Here I sit on the eve of my eldest childs 28th birthday, flashing back 28 yrs to one of the many defining moments of my life. 28 yrs ago my friend called me to tell me I better not go into labour on Friday as it was Black Friday and no way was she driving me to hospital. We laughed about it, but both of us knew with her families luck it might not be a good thing if she did have to take me. 1 am Friday the 13th found me sitting on the loo (toilet) with gastric, okay maybe tmi, but too damn bad this is my blog :). It didn't take me long to realise what I thought were cramps were actually coming at pretty regular intervals and were actually labour pains. When I could finally get up off the loo I went and woke up my husband to take me to the hospital.
My doctor worked out of Katoomba hospital which was about a half hrs drive, well when I drive anyway, from where we were living at the time. Did my husband put petrol in the car as I requested earlier in the day, of course he didn't. So we had to stop on the way to get fuel. I'm sitting in the car in agony while he's in chatting to the attendant about how he's taking his pregnant wife to hospital to have a baby. The guy was congratulating him and chatting away while I sat and waited and waited. I finally got the shits and got out and waddled around to the drivers door, it was only when he saw me getting into the car that he came running out shouting, wait wait. Pissed of with husband number 1. I totally tuned out any apologies I didn't give a damn what the bastard said. Get to the hospital and he's told he might as well go home and go to work as I'll be there for hours, naturally he does, pissed off number 2. Stuck inside a labour ward with no company just me and my yet to be born daughter, I grew more and more pissed, so that will make pissed off number 3 as I was pissed I had to get pissed at him.
Pretty much a blur for a while, until she was finally ready to be born, and the nurse announced my husband was outside all gowned up and ready to come in. Revenge time, tell him no, I don't want him in here he can fuck off, god revenge is good I felt alot better after that. The medical students were allowed to come in, didn't give a damn about them, and it was even better revenge knowing I'd let strangers in but not him. Tara turned in the birth canal, and the cord was around her neck, wasn't causing her any stress at that stage but she'd managed to get herself stuck, so they called for forceps, damn barbaric instruments of torture. At that stage though all I'm thinking is get this baby out however you damn well want. My doctor wasn't there as it turned out he was away skiing for the weekend, his doctor wife was in attendance and she couldn't operate the forceps safely so call in a specialist. When I looked up and saw him I thought he looked familiar, couldn't figure out why over the haze of pain, but it came to me later, I'd actually helped him sort out a problem with his rates before I went on maternity leave, such a small world.
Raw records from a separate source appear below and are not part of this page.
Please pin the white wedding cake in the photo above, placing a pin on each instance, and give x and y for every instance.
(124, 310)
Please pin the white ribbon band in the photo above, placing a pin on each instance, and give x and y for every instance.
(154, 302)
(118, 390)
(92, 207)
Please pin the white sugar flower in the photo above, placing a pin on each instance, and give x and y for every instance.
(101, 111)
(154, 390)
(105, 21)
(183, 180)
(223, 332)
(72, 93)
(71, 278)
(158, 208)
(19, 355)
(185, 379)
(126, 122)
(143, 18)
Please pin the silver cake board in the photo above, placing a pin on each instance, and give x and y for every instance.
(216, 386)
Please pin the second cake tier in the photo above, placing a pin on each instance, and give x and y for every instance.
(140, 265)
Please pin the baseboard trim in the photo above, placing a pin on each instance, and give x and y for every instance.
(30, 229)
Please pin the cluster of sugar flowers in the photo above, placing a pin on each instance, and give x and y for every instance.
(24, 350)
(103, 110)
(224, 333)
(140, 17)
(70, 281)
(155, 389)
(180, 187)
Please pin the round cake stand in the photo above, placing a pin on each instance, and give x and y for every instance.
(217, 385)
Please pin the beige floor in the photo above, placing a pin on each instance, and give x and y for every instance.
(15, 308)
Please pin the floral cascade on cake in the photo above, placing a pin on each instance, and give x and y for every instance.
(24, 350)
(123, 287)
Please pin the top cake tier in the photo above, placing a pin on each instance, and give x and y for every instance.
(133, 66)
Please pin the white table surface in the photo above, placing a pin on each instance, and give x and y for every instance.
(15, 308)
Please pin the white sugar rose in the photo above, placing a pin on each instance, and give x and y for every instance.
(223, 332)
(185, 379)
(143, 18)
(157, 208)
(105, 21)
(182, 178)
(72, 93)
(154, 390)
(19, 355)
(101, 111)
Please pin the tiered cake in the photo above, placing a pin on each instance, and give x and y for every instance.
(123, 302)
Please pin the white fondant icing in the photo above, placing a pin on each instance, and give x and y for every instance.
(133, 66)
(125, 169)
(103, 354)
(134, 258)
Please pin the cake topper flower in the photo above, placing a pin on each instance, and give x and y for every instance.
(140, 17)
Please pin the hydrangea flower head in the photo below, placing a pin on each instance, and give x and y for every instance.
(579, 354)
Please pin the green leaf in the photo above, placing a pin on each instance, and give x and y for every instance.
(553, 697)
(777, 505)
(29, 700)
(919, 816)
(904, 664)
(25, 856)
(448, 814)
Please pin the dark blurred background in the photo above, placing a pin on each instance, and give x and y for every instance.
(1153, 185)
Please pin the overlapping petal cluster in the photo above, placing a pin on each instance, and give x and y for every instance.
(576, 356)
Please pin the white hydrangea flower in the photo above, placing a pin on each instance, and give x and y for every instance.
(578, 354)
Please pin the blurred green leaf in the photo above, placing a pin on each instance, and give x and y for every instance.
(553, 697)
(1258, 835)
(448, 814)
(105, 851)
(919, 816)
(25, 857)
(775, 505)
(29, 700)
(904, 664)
Much swearing and pain later, she's born. The most beautiful baby in the world. She was covered in muck but I didn't even notice, I'm pretty sure no mother ever does. I made a vow to myself then and there, if anyone ever did anything to hurt her I would defend her with my life and they would have to deal with me. There I was, Friday the 13th July 1984 holding this gorgeous baby that I had made, okay his sperm went into the mix too, but she was all me, which as it turned out later was a very good thing.
He was finally allowed in and began the whining about not being allowed in earlier, I shoved his daughter at him and told him, shut the fuck up hold our gorgeous baby and get over it (probably shouldn't of started the swearing in front of her then, but hey she had years to get used to it LOL). I have to admit, although it pains me greatly to say so, he was always wonderful with her, at least for the first couple of years. I could say if I knew then what I know now blah blah, but I wouldn't change it for the world. Without him I wouldn't have 2 gorgeous girls, would never of met my wonderful second husband through my ex in laws and then had my son. So despite how he turned out, it was all worth it.
Having Tara was not my first defining moment, but it is the first memorable one. We all make decisions, say yes or no to something that ends up changing our lives, but without that first yes our lives would have been completely different. We can say if I knew now till the cows come home, but we have to step back and look at our lives and would we seriously change anything. Could we honestly live without the children we have now, cause lets face it, if we were with someone else, maybe we wouldn't have children, maybe we would of had a life not worth living. Of course we might of had a better life, but despite all the crap I've been through the only thing I would change if I could is that my loved husband had not died when he did. He was always going to die, such was his illness, but I would of loved it if me and the kids could of had more time with him. If our son had of had the chance to get to know him, and if I had of had him to love for a bit longer. But again, that would of steered the course of our lives to a different place, I might not have the grandchildren I have now. Who knows how the kids would of turned out, and I don't want to change what I have now, I might be sad to have missed out on so much, and I might regret that my children missed so much, but we are happy and we have each other as well as so much more and why would anyone in their right mind want to change that.
So to my eldest child, my beautiful daughter Tara, on this the eve of your 28th birthday, I say I love you and I give thanks everyday for the joy you have given me and continue to give me as I've watched you grow and learn and begin your own journey with your husband and family. I wish for you many more defining moments of your own and a life full of as much love and joy as mine has been.